By the time they reach their teens, parents no longer have the chance to turn themselves into a rescue helicopter and turn up at every party. And they don't have to if they have helped their children to develop good risk competence in the years before.
«I'll still get drunk as a teenager. But hopefully I'll do it with good friends in a consciously chosen environment and I'll also have thought about whether and how I'll get home afterwards,» says Decurtins.
For parents, it is also always important to approach topics that could harbour risks for young people with interest and an open mind. «If I simply categorically forbid smoking pot, for example, there can no longer be any dialogue about it. Only when young people feel understood are they willing to reflect on their own boundaries, communicate and discuss possible consequences together,» says Decurtins.
Clear rules and boundaries
Nevertheless, it remains the task of parents to set clear rules and boundaries in order to ensure that parties, holidays or ski trips with friends take place within an age-appropriate framework. «The safer the child's environment and surroundings are, the more freely they can move around in them,» says BFU employee Beer. For toddlers, for example, this means securing the stairs so that they can take their first steps unobserved. A kindergarten child can move around freely in a playground - as long as parents do not lift them up onto climbing frames that they are not yet able to climb themselves.
Primary school pupils are best off walking or cycling to school alone - after they have practised the route with them and know what to do if they are approached by a stranger. «And your teenage daughter should be allowed to go to the concert, but only accompanied by her friend and with appropriate arrangements,» says Decurtins.
In our everyday lives, it has become quite difficult for children to even get into risky situations.
Philippe Keller, Head of Training and Support at the Swiss Scout Movement
In all these situations, children gain new experiences that they need to develop further.
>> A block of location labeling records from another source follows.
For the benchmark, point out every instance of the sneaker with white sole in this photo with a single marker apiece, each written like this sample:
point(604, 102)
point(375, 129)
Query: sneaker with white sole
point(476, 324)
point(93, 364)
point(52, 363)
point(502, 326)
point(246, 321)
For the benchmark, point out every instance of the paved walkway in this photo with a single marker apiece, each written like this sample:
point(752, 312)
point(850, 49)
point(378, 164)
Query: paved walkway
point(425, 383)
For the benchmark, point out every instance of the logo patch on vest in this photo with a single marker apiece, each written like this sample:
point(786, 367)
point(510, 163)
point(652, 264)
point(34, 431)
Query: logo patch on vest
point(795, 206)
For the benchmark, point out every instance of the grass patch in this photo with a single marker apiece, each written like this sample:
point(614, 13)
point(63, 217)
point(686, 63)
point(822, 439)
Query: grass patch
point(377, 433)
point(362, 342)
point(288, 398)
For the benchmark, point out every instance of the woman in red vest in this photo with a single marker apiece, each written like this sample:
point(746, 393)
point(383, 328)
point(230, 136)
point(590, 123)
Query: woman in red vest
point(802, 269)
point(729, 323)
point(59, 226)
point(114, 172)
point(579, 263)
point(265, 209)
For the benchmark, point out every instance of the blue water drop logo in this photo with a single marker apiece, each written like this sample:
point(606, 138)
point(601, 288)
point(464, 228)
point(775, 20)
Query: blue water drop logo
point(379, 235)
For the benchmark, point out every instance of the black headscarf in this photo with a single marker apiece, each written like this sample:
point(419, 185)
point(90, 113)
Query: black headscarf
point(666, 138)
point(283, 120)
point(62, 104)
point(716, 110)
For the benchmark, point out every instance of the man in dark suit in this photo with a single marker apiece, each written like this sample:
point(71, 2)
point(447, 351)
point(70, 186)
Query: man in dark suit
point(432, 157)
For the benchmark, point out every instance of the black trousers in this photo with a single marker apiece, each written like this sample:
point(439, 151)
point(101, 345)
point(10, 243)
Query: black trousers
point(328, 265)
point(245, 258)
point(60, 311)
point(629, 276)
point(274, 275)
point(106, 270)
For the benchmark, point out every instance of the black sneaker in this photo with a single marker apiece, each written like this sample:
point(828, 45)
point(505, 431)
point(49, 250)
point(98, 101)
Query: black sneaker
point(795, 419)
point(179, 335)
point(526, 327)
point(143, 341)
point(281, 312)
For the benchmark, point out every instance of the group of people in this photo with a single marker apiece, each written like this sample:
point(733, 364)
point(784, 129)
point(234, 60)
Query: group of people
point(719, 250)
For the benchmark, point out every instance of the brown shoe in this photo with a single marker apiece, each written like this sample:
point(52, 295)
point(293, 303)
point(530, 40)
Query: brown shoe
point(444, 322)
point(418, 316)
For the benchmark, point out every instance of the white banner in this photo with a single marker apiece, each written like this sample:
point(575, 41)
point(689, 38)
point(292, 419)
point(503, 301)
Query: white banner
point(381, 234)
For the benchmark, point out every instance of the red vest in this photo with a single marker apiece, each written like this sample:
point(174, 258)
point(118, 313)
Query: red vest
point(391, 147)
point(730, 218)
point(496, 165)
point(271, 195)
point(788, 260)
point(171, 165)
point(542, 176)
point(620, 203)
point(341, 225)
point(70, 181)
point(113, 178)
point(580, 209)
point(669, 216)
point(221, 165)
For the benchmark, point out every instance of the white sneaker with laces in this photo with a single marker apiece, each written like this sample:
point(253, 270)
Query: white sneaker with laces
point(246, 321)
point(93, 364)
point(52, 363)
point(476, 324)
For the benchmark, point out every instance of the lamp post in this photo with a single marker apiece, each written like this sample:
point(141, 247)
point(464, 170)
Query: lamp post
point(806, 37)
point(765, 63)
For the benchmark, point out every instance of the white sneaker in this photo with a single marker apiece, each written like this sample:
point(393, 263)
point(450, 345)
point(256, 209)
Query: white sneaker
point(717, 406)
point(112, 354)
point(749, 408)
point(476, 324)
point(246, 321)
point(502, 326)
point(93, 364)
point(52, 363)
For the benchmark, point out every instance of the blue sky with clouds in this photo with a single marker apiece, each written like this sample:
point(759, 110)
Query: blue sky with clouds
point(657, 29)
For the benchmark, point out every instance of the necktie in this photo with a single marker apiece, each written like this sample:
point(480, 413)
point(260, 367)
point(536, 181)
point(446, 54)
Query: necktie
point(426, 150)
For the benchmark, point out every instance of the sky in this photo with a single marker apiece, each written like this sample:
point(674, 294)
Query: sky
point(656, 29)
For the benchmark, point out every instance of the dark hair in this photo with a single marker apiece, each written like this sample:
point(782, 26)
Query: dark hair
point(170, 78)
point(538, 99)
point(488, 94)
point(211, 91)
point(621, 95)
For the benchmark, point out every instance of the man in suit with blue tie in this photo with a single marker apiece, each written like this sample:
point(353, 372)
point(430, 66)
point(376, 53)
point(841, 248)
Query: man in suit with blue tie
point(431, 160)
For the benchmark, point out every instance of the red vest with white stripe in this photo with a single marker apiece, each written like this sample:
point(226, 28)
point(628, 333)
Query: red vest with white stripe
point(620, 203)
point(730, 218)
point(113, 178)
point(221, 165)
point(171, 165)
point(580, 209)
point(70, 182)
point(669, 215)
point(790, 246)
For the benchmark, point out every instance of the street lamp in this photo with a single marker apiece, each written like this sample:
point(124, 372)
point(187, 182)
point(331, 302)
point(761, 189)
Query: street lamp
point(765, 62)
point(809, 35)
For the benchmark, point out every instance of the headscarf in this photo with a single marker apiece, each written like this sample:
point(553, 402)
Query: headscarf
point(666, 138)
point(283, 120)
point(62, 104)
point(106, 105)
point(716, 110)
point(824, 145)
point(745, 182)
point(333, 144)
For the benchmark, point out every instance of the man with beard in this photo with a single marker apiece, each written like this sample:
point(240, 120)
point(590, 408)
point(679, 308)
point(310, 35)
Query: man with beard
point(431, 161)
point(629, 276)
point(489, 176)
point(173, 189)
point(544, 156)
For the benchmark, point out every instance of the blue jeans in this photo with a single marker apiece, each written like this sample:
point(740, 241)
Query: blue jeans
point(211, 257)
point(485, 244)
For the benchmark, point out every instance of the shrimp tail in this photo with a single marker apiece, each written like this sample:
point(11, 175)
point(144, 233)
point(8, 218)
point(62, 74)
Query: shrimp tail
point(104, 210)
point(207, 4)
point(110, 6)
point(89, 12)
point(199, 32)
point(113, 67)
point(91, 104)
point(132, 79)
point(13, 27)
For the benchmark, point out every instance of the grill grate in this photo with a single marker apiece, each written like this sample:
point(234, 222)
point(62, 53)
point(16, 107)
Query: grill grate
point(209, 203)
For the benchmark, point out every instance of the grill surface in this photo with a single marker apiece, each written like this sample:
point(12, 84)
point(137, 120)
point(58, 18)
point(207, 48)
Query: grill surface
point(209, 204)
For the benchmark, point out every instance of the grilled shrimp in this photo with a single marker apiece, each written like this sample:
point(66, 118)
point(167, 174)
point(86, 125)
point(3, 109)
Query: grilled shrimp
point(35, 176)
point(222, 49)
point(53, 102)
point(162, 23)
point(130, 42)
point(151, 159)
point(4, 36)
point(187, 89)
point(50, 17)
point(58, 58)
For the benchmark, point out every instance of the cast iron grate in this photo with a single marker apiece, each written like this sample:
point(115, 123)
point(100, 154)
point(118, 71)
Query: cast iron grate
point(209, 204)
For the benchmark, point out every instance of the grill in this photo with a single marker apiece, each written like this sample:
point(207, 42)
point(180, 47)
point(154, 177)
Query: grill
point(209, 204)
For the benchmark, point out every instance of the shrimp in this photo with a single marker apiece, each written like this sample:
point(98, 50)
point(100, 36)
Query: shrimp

Sometimes they will fall flat on their faces or have to push themselves to their limits. «But it is precisely this experience that strengthens their sense of self-efficacy and gives them self-confidence,» says Decurtins.
One organisation that has long been committed to helping children develop healthy self-confidence through freedom, adventure and campfires is the Scout Movement. «In our everyday lives, it has become quite difficult for children to even get into risky situations,» says Philippe Keller, Head of Training and Support at the Swiss Scout Movement.
Let your child climb trees
Playgrounds are secured with solid rubber mats, and fewer and fewer children have a wild forest on their doorstep. «And at school, some children no longer go on excursions to the water because no teacher wants to take responsibility for them,» says Keller.
He advises parents to buy their children a pocket knife at an early age and show them how to use it. Let them climb trees. And, of course, to make a campfire. Just not on the parquet floor.